2. Inferno II Update: The challenge was weak. The inferno game was awesome (in the words of the General "they're stealing ideas from Three Amigos!"). Line of the night: "You F with me, I'm gonna f you harder" - Beth S, which makes me throw up in my mouth. Why do they not focus more on Darrell. Highlight: Julie's prayer asking God to help them sin. Rad.

3. So, on the show after the Inferno (travel with celebrities), the Lady and the General are surprised that the Sherpa guide's name is actually Sherpa. I tell them that all the sherpas are in fact Sherpas (which I'm not really sure of, but I think I remember hearing). General knows a guy from Sudan whose last name is Deng and he happens to be in the same tribe as Luol Deng (big dude, Hawks should've drafted but Billy Knight is stubborn). Just imagine if everyone in Atlanta were a Douchebag. It'd be Boston then. Har Har Har.
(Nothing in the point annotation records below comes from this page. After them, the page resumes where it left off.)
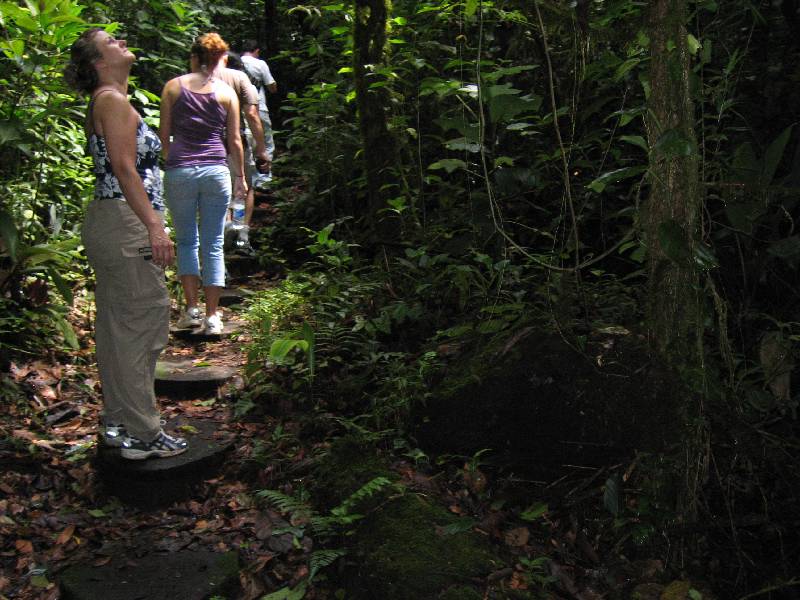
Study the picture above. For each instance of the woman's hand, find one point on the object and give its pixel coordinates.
(239, 188)
(161, 245)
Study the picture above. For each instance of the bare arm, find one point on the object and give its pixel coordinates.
(118, 122)
(168, 96)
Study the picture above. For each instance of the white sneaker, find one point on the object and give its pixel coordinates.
(213, 325)
(192, 317)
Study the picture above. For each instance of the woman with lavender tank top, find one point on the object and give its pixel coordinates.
(199, 125)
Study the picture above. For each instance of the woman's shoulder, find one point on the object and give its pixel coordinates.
(223, 89)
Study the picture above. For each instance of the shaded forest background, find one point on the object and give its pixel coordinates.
(451, 174)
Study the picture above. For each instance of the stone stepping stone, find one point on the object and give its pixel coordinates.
(241, 266)
(186, 379)
(182, 575)
(197, 334)
(159, 482)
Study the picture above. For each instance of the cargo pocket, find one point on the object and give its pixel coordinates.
(147, 286)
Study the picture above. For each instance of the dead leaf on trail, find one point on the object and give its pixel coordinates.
(65, 535)
(24, 434)
(517, 537)
(201, 525)
(518, 581)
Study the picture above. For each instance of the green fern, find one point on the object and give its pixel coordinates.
(284, 503)
(323, 558)
(367, 490)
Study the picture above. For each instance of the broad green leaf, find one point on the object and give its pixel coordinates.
(287, 593)
(625, 67)
(636, 140)
(61, 285)
(281, 348)
(11, 131)
(309, 339)
(9, 235)
(612, 494)
(693, 44)
(71, 339)
(460, 526)
(773, 156)
(448, 164)
(600, 183)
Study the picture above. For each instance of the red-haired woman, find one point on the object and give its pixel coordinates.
(199, 127)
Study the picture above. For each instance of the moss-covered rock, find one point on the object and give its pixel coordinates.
(404, 552)
(349, 465)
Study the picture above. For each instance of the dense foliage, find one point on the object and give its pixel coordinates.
(515, 196)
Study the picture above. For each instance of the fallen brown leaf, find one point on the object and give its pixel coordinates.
(517, 537)
(65, 535)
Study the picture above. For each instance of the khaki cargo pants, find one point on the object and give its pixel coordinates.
(132, 324)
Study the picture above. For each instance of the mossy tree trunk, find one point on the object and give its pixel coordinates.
(669, 219)
(372, 101)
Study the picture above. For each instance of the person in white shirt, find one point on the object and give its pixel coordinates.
(260, 75)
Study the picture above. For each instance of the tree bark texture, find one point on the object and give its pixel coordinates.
(270, 41)
(669, 219)
(372, 101)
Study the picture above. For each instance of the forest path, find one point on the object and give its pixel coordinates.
(80, 522)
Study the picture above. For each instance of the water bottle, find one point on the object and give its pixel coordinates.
(262, 177)
(237, 220)
(260, 181)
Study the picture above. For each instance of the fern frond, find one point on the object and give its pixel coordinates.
(283, 502)
(367, 490)
(323, 558)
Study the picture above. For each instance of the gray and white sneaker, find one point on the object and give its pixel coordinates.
(162, 446)
(192, 317)
(113, 435)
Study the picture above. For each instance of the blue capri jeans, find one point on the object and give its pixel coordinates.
(197, 198)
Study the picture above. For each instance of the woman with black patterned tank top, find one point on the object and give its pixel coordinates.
(127, 247)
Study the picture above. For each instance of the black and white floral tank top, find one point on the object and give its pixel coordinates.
(148, 148)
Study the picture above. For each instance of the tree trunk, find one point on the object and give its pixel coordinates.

4. Sarah Jessica Parker sucks.

5. Lobsterfest was enjoyably drunk. Introduced the family to Je Suis France's Tittania. I Love LA and Thank You For Being A Friend got the biggest response (as in the most family members singing along). Rewatched Anchorman. Still funny, but not getting better with viewings.

6. I encourage Hillary and everyone else to read Don Quixote. It'd be my first desert island choice.

7. In determining when the Simpsons jumped the shark, I think it's important to consider that inanity, outlandishness, and surreality do not necessarily make the show bad. Some of the best Simpsons episodes include all of that. I think the problem with the show is that there are so many classic episodes that the rest just pale in comparison. And it was like that even in the beginning. Every episode where Lisa is the focus blows, and that goes back to like the second season. Anyway, jumping the shark is fluid. The show is like an athlete in the twilight of his career. You still watch because of how great it was and you know it's capable of hitting a home run, even if it isn't as consistent or great as it used to be. Luckily there'll be others. Anyone who thinks the jumping was the chili cookoff episode can lick the taint though.

8. The interviews with the US MNT make them sound kind of pissed at a defense first approach in Azteca. Guatemala, who played a great game Saturday, I get the feeling will suffer Wednesday.

9. Andruw Cerrano has been looking pretty good. No curveballs please.

10. Furman Bisher's column on Sunday: "A stain that will never wash out." Depends, dude.

11. Venti McStarfucker tells us all about chilling at a pool and dining with other SI writers. Two columns a week in the offseason covering Jerry Jones' wax jobs and Al Davis' stool samples, and come August he'll go to Cape Cod for a full month. Useless.

And that's about enough for now. I hope this posts.